Bu hareketin çöktüğünü söylemek gerçekçi olmaz… Çünkü hareket henüz tüm boyutlarıyla tanımlanamadı bile… Büyük bir darbe aldığı, zorlu bir devlet adamının (Sayın Cumhurbaşkanımızı kastediyorum) bu süreci takip ettiği dikkate alınırsa devletin önemli adımlar attığı kuşkusuzdur. Ancak hareket tam anlamıyla deşifre edilememiştir. Her zaman farklı maceralarla bu ülkenin karşısına yeni bir sorun olarak çıkabilme potansiyeline halen sahiptir.
Geçmişte “hizmet hareketinin faydası” adına Gülen ve cemaatin tepe kadrosunun Papa’ya, ABD’ye, İsrail’e, Müslümanları zarara uğratmak adına hareket eden benzeri kurum ve şahıslara yakınlaşması, Müslümanlara ne gibi zararlar vermiştir?

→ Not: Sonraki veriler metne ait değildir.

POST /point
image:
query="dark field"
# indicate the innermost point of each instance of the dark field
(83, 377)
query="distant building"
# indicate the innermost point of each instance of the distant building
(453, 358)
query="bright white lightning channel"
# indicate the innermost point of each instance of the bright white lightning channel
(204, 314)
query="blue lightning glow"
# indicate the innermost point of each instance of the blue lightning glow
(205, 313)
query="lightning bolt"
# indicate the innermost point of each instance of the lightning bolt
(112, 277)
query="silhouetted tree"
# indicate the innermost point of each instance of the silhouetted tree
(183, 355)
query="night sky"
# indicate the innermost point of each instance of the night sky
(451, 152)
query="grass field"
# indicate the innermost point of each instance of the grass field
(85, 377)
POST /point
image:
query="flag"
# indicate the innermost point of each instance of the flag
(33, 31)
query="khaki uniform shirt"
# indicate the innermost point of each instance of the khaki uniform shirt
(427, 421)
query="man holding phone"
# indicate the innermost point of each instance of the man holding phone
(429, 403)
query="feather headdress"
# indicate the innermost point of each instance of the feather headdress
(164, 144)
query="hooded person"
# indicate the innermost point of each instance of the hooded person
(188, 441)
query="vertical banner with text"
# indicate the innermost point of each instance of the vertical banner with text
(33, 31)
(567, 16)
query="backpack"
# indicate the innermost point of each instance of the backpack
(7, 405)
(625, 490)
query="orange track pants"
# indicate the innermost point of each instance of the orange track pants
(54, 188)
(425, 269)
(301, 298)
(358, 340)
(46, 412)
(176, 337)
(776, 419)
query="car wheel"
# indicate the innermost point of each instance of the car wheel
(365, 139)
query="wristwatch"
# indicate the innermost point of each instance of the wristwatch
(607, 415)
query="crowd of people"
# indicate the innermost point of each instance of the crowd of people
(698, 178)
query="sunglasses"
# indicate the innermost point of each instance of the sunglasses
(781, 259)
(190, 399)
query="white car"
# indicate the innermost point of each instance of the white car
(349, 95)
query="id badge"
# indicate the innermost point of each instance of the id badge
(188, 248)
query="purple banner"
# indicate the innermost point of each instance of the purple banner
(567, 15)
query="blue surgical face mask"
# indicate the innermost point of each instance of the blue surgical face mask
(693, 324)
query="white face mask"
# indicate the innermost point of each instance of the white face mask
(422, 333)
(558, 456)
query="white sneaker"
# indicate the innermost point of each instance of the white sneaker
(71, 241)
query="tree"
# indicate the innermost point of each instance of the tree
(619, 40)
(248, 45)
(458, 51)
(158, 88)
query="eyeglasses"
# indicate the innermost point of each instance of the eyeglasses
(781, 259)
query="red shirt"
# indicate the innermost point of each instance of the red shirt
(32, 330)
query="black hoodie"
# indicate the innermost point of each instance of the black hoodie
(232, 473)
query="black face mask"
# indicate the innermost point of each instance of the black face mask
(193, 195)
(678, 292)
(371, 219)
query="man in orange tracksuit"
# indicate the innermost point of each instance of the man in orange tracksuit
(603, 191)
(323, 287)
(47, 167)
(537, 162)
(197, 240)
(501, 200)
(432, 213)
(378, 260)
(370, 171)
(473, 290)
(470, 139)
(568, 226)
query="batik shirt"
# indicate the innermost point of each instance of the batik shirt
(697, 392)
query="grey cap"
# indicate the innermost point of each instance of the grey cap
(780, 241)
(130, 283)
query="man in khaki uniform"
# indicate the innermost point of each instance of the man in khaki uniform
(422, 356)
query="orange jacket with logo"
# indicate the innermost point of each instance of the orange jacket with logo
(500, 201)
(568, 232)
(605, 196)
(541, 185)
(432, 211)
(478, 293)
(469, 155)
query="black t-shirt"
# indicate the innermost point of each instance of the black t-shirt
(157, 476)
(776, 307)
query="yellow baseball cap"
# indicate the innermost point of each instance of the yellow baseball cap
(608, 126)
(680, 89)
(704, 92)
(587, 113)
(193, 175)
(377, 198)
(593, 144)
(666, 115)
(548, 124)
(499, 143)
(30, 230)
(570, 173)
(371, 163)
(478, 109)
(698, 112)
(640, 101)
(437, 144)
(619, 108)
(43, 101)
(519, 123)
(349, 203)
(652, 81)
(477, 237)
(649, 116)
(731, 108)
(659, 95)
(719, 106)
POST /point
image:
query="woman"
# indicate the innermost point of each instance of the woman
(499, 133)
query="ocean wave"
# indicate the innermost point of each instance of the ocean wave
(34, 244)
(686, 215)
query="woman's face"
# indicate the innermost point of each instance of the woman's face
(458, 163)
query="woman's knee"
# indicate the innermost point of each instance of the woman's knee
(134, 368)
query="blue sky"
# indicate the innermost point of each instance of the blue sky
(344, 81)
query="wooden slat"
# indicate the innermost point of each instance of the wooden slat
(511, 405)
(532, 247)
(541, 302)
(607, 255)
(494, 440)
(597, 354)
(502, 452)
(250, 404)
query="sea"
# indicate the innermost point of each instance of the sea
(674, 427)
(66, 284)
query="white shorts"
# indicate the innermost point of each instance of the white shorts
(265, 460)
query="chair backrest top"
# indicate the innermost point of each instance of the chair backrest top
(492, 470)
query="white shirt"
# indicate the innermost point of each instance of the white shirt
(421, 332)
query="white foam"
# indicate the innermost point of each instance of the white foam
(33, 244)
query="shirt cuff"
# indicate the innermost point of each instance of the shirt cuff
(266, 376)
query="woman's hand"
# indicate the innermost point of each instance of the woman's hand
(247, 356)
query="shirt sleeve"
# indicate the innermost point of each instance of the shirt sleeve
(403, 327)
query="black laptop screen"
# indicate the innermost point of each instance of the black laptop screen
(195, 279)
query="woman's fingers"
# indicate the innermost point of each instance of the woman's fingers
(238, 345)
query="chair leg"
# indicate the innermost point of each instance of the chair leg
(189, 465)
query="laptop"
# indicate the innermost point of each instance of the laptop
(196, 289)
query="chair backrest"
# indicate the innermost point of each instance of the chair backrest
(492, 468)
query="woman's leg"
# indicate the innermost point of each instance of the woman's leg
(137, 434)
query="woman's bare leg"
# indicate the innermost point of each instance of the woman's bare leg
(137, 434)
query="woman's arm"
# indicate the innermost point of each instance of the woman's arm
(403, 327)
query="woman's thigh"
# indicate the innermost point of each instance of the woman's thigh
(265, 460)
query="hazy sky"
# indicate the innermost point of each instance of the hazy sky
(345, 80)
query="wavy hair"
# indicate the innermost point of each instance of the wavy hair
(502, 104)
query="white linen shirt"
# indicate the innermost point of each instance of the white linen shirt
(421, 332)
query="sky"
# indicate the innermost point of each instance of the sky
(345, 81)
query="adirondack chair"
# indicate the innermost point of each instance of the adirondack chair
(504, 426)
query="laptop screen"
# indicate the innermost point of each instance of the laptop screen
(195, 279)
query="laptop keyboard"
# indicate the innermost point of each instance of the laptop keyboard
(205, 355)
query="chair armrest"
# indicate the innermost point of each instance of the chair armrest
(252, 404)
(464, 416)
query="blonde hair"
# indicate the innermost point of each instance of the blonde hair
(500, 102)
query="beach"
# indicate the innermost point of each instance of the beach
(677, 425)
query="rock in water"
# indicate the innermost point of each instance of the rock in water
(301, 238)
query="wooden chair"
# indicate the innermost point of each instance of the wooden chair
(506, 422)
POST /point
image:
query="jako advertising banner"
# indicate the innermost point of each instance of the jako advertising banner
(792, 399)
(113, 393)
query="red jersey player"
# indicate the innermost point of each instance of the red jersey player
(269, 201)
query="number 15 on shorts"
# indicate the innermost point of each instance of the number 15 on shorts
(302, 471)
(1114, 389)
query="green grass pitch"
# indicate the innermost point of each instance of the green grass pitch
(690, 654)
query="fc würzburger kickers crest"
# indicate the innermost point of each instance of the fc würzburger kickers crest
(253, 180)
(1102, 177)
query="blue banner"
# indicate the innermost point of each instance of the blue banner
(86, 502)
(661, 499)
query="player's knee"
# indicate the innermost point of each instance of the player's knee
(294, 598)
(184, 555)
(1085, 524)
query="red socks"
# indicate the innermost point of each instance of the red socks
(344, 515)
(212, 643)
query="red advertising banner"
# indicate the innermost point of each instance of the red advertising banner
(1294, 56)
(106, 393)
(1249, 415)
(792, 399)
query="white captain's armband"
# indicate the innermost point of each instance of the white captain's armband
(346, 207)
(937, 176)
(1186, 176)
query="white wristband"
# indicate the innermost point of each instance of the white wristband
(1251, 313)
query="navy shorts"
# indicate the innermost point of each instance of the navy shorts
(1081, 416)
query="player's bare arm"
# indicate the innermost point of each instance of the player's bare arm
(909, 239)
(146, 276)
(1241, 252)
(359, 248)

Yaklaşık üç asırdan beri kendi doğal ve tabii zemininde toparlanmaya çalışan ve kendi enkazından ve küllerinden yeni ama kendisine ait olacak bir medeniyet kurmaya çalışan tüm Müslüman entelektüellerin ve hareketlerin çabalarını sonuçsuz bırakmak gibi tehlikeli bir noktaya getirdi. Kendi aslî ve özgün zeminini kaybeden hiçbir hareket başarıya ulaşamaz. Bu hareketin bence en büyük zararı budur. Müslüman gençliği Müslümanlığın geleceğini kaybetmesi noktasında istihdam etti. Bu ülkenin en zeki çocuklarını bu ülkenin geleceği ile ilgili olmayan bir sürece hizmetkâr etti. Birçoğu neye hizmet ettiğini bilmeyen bu gençler ileride büyük travmalar yaşayacaklardır. Devlet inşallah bu sorunu kolay atlatır ve bu evlatlarımızı tekrar kazanırız. Bugün çok net olarak görüldüğü gibi devlet kendi kurumlarına hükmedemez hale gelmiştir. Bu tür olağan üstü durumlar milletlerin ve devletlerin tarihlerinde nadiren olur. Bir daha benzerinin olmaması dileğiyle Rabbimden en kısa sürede ülkemizi bu illetten kurtarmasını diliyorum.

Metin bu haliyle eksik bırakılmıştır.